Here's What You Need to Know About the Ebola Situation Today

The Ebola situation both in the U.S. and abroad continues to be a moving and continually developing target. Here are a few things to catch you up on heading into Wednesday:

1) Liberian in isolation after flying into Newark: A Liberian man who flew from West Africa to Brussels to Newark Liberty Airport in New Jersey, just outside of New York City, was taken to the hospital for evaluation "as if he has Ebola" Tuesday,  WNBC-TV reported. This news came the same day the Department of Homeland Security announced that it would require out travelers coming out of Ebola-stricken countries to pass through one of the five U.S. airports that have instituted added screening measures, Newark being one of them.
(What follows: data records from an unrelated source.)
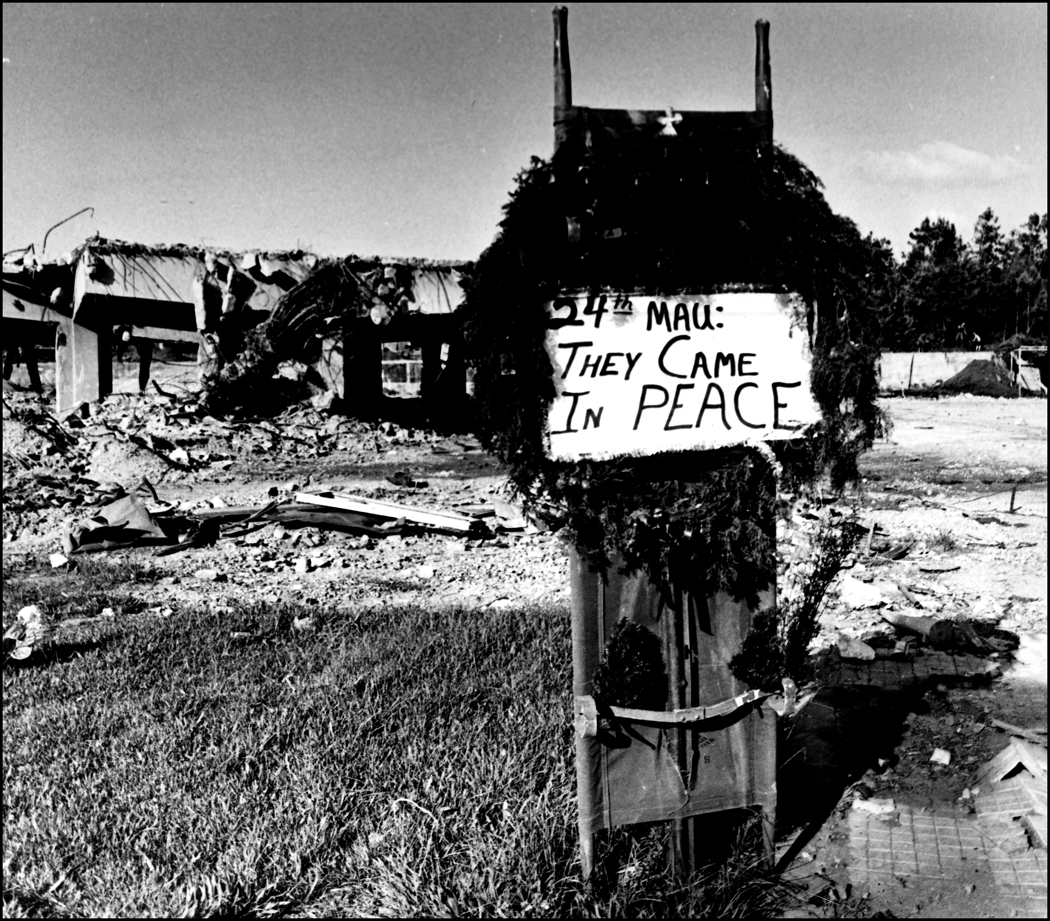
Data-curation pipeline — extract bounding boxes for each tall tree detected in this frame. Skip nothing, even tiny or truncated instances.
[1004,213,1047,342]
[900,217,969,351]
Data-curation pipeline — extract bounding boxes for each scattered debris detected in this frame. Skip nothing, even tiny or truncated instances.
[853,798,897,816]
[929,749,951,768]
[839,575,883,610]
[62,496,169,553]
[977,738,1047,783]
[839,635,875,662]
[991,719,1047,748]
[295,493,485,533]
[3,605,50,660]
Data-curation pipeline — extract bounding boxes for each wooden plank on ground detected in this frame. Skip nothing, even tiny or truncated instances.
[295,493,478,531]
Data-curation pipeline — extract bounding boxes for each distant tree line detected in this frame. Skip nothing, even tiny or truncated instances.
[860,208,1047,352]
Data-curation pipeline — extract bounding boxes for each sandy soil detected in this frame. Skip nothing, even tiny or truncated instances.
[3,384,1047,917]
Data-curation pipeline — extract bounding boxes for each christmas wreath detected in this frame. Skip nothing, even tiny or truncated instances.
[464,138,883,630]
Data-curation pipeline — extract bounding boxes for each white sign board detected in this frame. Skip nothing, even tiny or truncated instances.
[546,292,820,460]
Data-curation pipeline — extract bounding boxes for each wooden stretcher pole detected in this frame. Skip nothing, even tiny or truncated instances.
[553,6,572,153]
[755,19,773,145]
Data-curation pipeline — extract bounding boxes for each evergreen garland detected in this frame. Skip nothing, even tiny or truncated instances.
[463,138,882,602]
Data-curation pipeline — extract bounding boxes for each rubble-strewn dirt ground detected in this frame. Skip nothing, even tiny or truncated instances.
[3,384,1047,916]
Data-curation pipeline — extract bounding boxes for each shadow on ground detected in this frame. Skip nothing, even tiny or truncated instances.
[777,630,1017,868]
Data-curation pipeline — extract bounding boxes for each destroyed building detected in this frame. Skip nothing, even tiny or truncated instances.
[3,236,466,424]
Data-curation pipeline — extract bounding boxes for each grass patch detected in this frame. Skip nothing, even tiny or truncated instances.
[927,527,959,553]
[3,567,793,917]
[3,556,160,627]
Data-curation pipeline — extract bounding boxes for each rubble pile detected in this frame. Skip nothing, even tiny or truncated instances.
[3,392,453,540]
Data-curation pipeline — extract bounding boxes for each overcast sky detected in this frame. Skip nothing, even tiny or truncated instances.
[3,3,1047,259]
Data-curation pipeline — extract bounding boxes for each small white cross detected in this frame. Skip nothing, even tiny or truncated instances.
[656,107,681,138]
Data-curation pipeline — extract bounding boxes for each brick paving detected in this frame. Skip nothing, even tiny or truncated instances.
[806,650,1047,918]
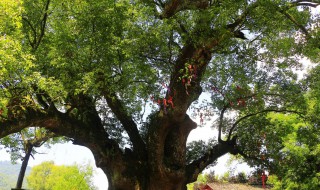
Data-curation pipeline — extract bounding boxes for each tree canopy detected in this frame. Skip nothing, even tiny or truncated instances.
[0,0,320,189]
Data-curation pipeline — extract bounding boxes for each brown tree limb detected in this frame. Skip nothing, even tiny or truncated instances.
[104,90,146,156]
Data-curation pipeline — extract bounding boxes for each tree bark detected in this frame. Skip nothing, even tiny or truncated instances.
[16,144,33,189]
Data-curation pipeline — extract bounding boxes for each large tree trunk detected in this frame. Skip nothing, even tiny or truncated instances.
[84,114,240,190]
[16,144,33,189]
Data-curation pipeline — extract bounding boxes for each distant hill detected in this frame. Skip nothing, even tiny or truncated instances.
[0,161,31,190]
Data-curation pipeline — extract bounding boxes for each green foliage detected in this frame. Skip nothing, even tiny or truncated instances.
[27,162,95,190]
[0,161,31,189]
[0,0,320,188]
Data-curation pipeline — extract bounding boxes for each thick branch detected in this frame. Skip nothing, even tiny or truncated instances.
[161,0,210,18]
[104,90,145,156]
[218,106,228,142]
[279,10,309,37]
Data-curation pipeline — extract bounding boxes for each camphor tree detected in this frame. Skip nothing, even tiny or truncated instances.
[0,0,319,189]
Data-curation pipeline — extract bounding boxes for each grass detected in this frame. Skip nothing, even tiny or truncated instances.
[205,183,270,190]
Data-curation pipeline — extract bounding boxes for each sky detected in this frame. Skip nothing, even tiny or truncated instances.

Masked customs officers look on during a screening area for international passengers. (AP/Northjersey.com, Viorel Florescu)

According to WNBC, the man's travel history was discussed when he was passing through customs and it was found that he had a fever at the time. The patient is in isolation at the hospital monitoring him.

2) Health status: Two American Ebola patients who were brought back to the U.S. for care were discharged this week as Ebola free. One was an unnamed patient who was cared for at Emory University Hospital in Atlanta. The second, NBC photojournalist Ashoka Mukpo who was treated at Nebraska Medical Center in Omaha, will be released today.

Nina Pham, one of the Texas Presbyterian Health Dallas nurses who tested positive for Ebola after caring for the since-deceased patient Thomas Eric Duncan, has been upgraded from fair to good at the National Institutes of Health in Maryland, where she was transferred last week. The status of the second nurse to test positive, Amber Vinson, at Emory is unknown at this time.

3) Vaccine testing ramps up: Two potential Ebola vaccines — one by Johnson & Johnson, the other by GlaxoSmithKline — could begin testing in Africa in January. Both companies expect their vaccine to start trials in the West Africa countries hardest hit by the viral outbreak, which has no specific drug treatment or previous vaccine.

Johnson & Johnson says it will start safety testing in early January on a potential vaccine combination that could protect against a strain of the deadly Ebola virus. (AP/Matt Rourke, )

Testing will go forward only if vaccines prove safe and trigger an adequate immune-system response in volunteers during clinical trials that are either underway or planned in Europe, Africa and the United States.

Another vaccine being tested was developed by the Public Health Agency of Canada. According to NPR, it was most recently sent to the U.S. Walter Reed Army Institute of Research where it is being tested on volunteers.

4) T-minus six months: A top Red Cross official said he is confident the Ebola epidemic can be contained within four to six months. The secretary general of the International Federation of Red Cross and Red Crescent Societies, Elhadj As Sy, said at news conference in Beijing on Wednesday that the time frame is possible if there is "good isolation, good treatment of the cases which are confirmed, good dignified and safe burials of deceased people."

Health workers wears protective gears before entering the house of a person suspected to have died of the Ebola virus in Port Loko Community situated on the outskirts of Freetown, Sierra Leone, Tuesday, Oct. 21, 2014.  (AP/Michael Duff)

The Ebola outbreak has killed more than 4,500 people since it emerged 10 months ago. Most of the deaths have been in Liberia, Guinea and Sierra Leone.

The Associated Press contributed to this report.